Stephan S. schrieb:> und ihren Kunden die komplette öffentliche DC> Ladeinfrastruktur versperren.
Aber eine zwei-klassige Gesellschaft wird sich trotzdem entwickeln, weil
wer mindestens 15% drauf legt auf den Strompreis, wird sich immer mehr
der Ladesäulen reservieren können und die anderen haben das nachsehen.
Udo S. schrieb:> Jetzt ist der Thread am kippen, ...
Das Beispiel stimmt sogar. Es gab auch Gebiete, da lief es genau anders
herum. Das hing mit der Erdkruste zusammen. Durch die unterschiedlichen
Druckverteilungen kam es zu Verschiebungen, die auch mit den flüssigen
Gesteinsströmungen im Erdinneren zusammenhingen. Das Maximum des
Erdmagnetfeldes hatte auch etwas mit dazu beigetragen, sowie das
Umkippen, bzw. der Zusammenbruch. Die zusätzlich die Erde erreichende
Strahlung, sowie geladenen Partikel erwärmte die Atmosphere und den
Erdboden ebenfalls.
Das war erst letzte Woche in einer Sendung zur Erforschung des
Erdinneren im Radio zu hören. Das kleine Detail ist dann nur, welche
Auswirkung überwog insgesamt.
Stephan S. schrieb:
. Mal eben noch dazu gezimmert an den Typ-2 Stecker,
> was zu einer Monstrosität von Stecker führt, obwohl man beim DC-Laden> den AC Teil eigentlich nicht bräuchte.

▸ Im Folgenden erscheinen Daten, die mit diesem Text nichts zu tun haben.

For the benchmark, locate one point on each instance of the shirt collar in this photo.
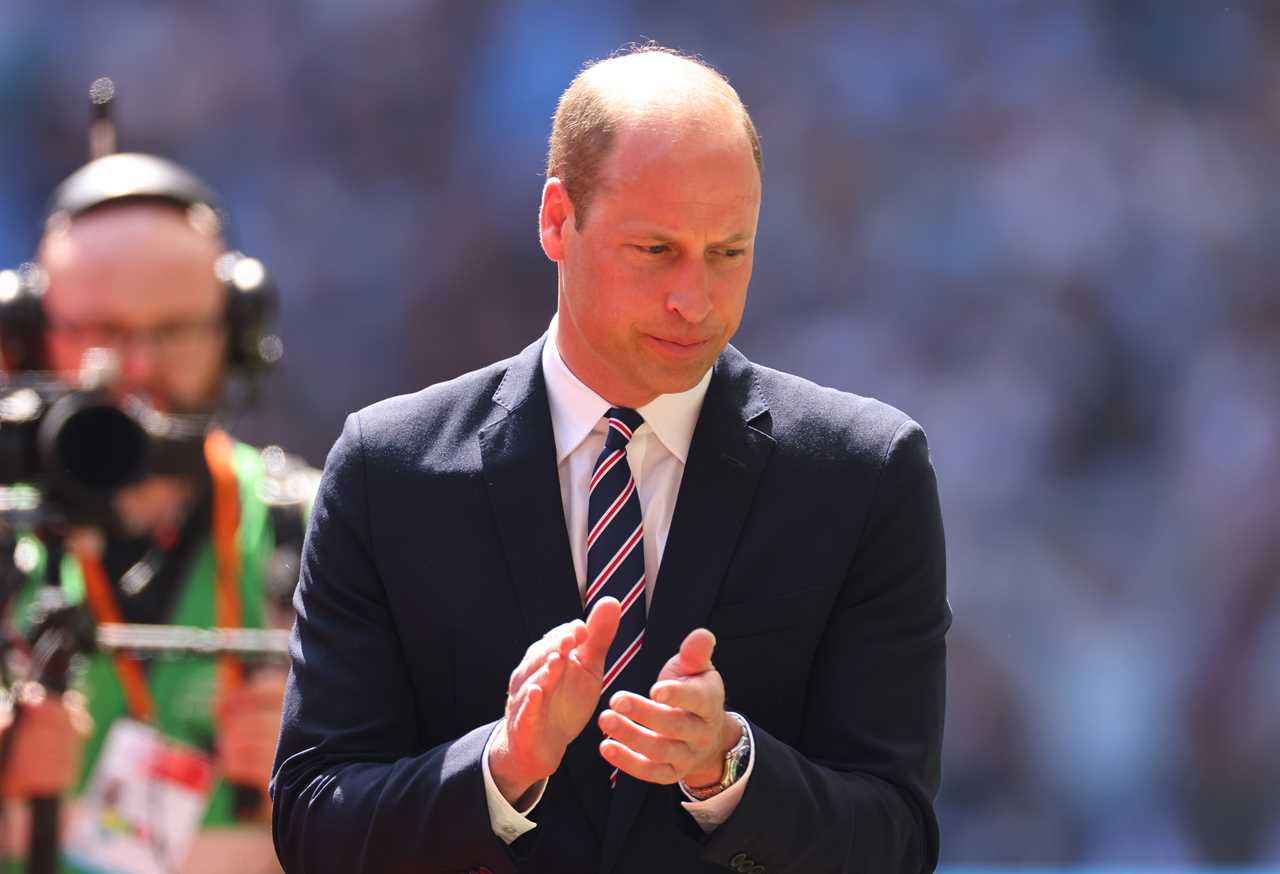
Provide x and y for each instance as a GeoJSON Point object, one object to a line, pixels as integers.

Das ginge sehr viel handlicher.
So wie es gebaut ist, braucht es aber den AC Teil (CP).
> Tesla hat das übernommen, weil sie nicht anders konnten. Wenn alle> Ladeinfrastruktur so ist, können die natürlich nicht auf Dauer ihr> eigenes Süppchen kochen und ihren Kunden die komplette öffentliche DC> Ladeinfrastruktur versperren.
Natürlich können sie anders. In den USA haben sie immer noch ihren
eigenen Stecker.
TL431 schrieb im Beitrag #6678766:
> So wie es gebaut ist, braucht es aber den AC Teil (CP).

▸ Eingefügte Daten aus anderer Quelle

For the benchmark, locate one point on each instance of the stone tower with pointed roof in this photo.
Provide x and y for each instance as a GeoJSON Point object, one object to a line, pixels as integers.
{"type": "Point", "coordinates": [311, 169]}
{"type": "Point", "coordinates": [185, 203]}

Technisch ist er aber nicht nötig. Es ist nur nötig, weil es ein Addon
zum Typ2 ist. Siehe CHADEMO.
Überhaupt hat man schon bei Typ2 nicht mitgedacht. Es wäre sinnvoll
gewesen, einen ordentlichen Bus mit bidirektionaler Kommunikation
mitzuziehen, und ein ordentliches und erweiterbares Protokoll zu
definieren.
Andererseits:
Es ist halt wie bei Video: Besser IRGENDEIN Krückenstandard als
Wildwuchs.
Ich bin gespannt, welche Erweiterung der CCS-Standard für LKW erfahren
wird. Für Autos mit um max. 100kWh reicht das, aber für LKW mit >500kWh
ist das ein bischen wenig.
Andererseits wird man ziemlich sicher Rückwärtskompatibilität zu CCS
haben wollen, wegen dessen absehbarer Verbreitung.

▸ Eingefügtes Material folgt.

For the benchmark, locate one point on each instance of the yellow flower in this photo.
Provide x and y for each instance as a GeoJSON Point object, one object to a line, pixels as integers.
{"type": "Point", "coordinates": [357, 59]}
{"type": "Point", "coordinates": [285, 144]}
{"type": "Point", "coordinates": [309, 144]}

Jedenfalls ist das Thema Wechselakku relativ wahrscheinlich gegessen ;-)
Natürlich ist CP für CCS notwendig, da läuft ja schließlich die
Kommunikation drüber. Nebenbei ist auch der PE vom Typ 2 für CCS
notwendig.
Es ist durchaus bidirektionale Kommunikation bei Typ2 AC möglich. Eben
genau über die gleiche PLC Kommunikation wie bei CCS.